Tuesday, 8 October 2024

Motions

Israel Attacks: First Anniversary

6:48 pm

Photo of Claire ChandlerClaire Chandler (Tasmania, Liberal Party, Shadow Assistant Minister for Foreign Affairs) Share this | Hansard source

I welcome the opportunity to speak on this motion to acknowledge and remember the victims of the appalling October 7 terror attacks, all of the families of those victims and, of course, the hostages who have been held for 366 agonising days by a terrorist group determined to prolong the human suffering they have caused and continue to cause. The terrorism of Hamas, supported and funded by the Islamic Republic of Iran, was not resistance, nor should it be associated with any other form of justification that some have tried to create. It was the mass murder of innocent civilians. That is what we mean, and what the vast majority of Australians mean, when we say we unequivocally condemn the Hamas terrorist attack on Israel on October 7 last year—unequivocally, meaning we do not need to add to the end of that statement some sort of mealy-mouthed criticism of Israel and its legitimate right to defend itself or take action against the terrorist groups and their funders and backers in Iran, who try every single day to fire rockets and missiles into Israel to kill more Israelis. This is not the behaviour of any rational or reasonable actor; this is the behaviour of terrorists committed to murder and depravity because of an evil, deeply antisemitic ideology.

On October 7 last year, the terrorists, rapists and murderers who broke a ceasefire and invaded Israel did not seek out military targets; they sought out innocent, unarmed, defenceless women and children, mothers and fathers, grandparents and grandchildren. They took an evil, disgusting joy in the murders and sexual violence that they were carrying out. Some of the terrorists called home to boast about the Jews that they were murdering. Others filmed and documented the massacre. By any reasonable person, the abhorrent behaviour of Hamas, Palestinian Islamic Jihad and everybody else involved in the October 7 terrorist attack is unequivocally condemned. More than 1,200 innocent people were murdered in cold blood, hundreds were taken captive and many are yet to be returned. There is no greater evidence that Hamas and the Islamic Republic of Iran want that violence to continue, and continue to escalate, than the fact that they have refused to release those hostages.

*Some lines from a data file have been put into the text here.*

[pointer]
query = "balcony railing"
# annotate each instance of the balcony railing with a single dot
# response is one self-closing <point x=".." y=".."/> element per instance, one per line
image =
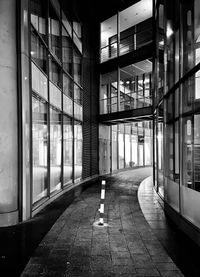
<point x="129" y="43"/>
<point x="109" y="105"/>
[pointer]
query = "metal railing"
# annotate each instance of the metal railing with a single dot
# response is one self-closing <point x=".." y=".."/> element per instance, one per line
<point x="127" y="44"/>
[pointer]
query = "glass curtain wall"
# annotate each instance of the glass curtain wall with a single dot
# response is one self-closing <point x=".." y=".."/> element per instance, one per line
<point x="177" y="121"/>
<point x="56" y="66"/>
<point x="39" y="148"/>
<point x="125" y="146"/>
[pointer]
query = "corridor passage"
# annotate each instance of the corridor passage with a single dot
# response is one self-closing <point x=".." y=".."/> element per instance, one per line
<point x="125" y="246"/>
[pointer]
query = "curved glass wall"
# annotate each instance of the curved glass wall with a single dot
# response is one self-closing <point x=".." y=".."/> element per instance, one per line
<point x="56" y="67"/>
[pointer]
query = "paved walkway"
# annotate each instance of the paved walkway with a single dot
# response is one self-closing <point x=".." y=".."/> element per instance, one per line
<point x="127" y="246"/>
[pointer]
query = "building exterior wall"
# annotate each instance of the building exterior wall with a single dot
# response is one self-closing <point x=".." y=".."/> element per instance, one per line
<point x="8" y="115"/>
<point x="177" y="109"/>
<point x="49" y="104"/>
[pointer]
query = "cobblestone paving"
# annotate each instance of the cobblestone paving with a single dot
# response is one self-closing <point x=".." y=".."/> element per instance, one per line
<point x="126" y="246"/>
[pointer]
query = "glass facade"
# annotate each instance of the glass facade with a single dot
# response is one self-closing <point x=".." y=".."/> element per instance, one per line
<point x="133" y="33"/>
<point x="177" y="123"/>
<point x="56" y="67"/>
<point x="125" y="146"/>
<point x="127" y="88"/>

Just as the actions of Hamas terrorists on October 7 were incomprehensibly abhorrent and shocking, so too have we been disgusted to see here in Australia, in our own country, people who choose to celebrate that terrorism, who claimed that October 7 was a great victory and who used it as an opportunity to chant antisemitic slogans and seek to intimidate Jewish Australians. This disgraceful behaviour has no place in this country, and it is disgusting that it has been allowed to become so normalised that we have seen some in Australia choose yesterday, 7 October, and the lead-up to that date as a chance to push their own divisive and dangerous views even further and to wave flags and show symbols of support for terrorist groups such as Hezbollah. October 7 was an appalling tragedy, but so too is it an appalling tragedy that some in our society saw the footage of that terrorist attack and decided that they sympathise not with the innocent victims of that attack but with the Hamas and Hezbollah terrorists.

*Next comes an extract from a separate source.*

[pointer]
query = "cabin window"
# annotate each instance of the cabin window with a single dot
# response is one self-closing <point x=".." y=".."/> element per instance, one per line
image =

I was proud yesterday to stand with members of the Australian Jewish community on the lawns of this Parliament House to share their pain and their frustration at the events of October 7. Yesterday, we remembered all of those who lost their lives to terror on that tragic day and all of those hostages who remain in captivity. We were joined by people from all walks of life and all backgrounds, including members of our incredible Australian Iranian community, who, I know, know all too well the pain and suffering that is inflicted on innocent people by the Islamic Republic of Iran regime.

It is disappointing that the government, in the other place, today would not accept or agree to the opposition's proposed changes to ensure that this motion could be supported on a bipartisan basis; focus specifically on the victims of October 7, their families and the hostages who are still held; and call out those who are to blame for all of the human suffering that occurred that day and every day since—the suffering that is caused by Hamas, by Hezbollah, by the IRI regime and by all of those who support and run cover for them.